Carburization Resistance of Austenitic Alloys in CH₄-CO₂-H₂ Gas Mixtures at Elevated Temperatures

Thermodynamic calculations were conducted to understand the carburizing environment of ethylene industries. The equilibrium $PO2$ was calculated to be from 10^–21 atm to 10^–19 atm for the operating conditions of the actual furnace tubes from 900°C to 1,100°C. In this environment, protective chromium oxide (Cr₂O₃) scale was considered stable for up to 1,030°C to 1,040°C, but it becomes unstable and relative to chromium carbides such as Cr₇C₃ and Cr₃C₂ at above 1,030°C to 1,040°C. Laboratory carburization tests of four commercial alloys simulating the actual pyrolysis environment were conducted at temperatures from 1,000°C to 1,150°C. At 1,000°C, chromium was an effective alloying element, and more than 25 mass%Cr was necessary for alloys to protect against the carburization environment.

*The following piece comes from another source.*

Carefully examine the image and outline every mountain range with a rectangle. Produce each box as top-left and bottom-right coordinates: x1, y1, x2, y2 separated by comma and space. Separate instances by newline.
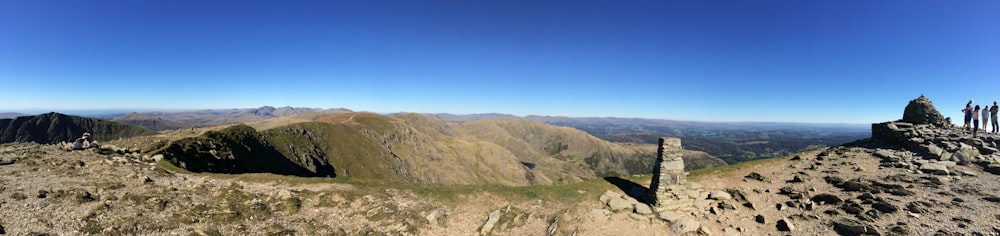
108, 106, 351, 131
0, 113, 156, 144
158, 113, 725, 186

Chromium in the alloy formed a Cr₂O₃ protective oxide scale to prevent carburization. At 1,100°C and 1,150°C, however, Cr₂O₃ scale did not provide complete protection, but silicon dioxide (SiO₂) scale, which formed underneath the Cr₂O₃ scale, reduced the carburization of the alloys. The depth of the internal carburization zone of each alloy was calculated by the Wagner’s internal oxidation model at 1,100°C and was compared to the experiment. The mole fraction of carbon at the external surface of each alloy was obtained from the isothermal phase stability diagram at 1,100°C, and the depth of the internal carburization zone of each alloy was calculated. The calculation generally provided smaller values than the experiment, but semi-qualitative interpretation explained the different carburization depths for the tested alloys. Alloy resistance to carburization can be improved by the formation of a uniform protective/stable oxide scale, and/or by increasing alloying elements such as Ni, which can decrease the carbon content in the γ matrix at the external surface.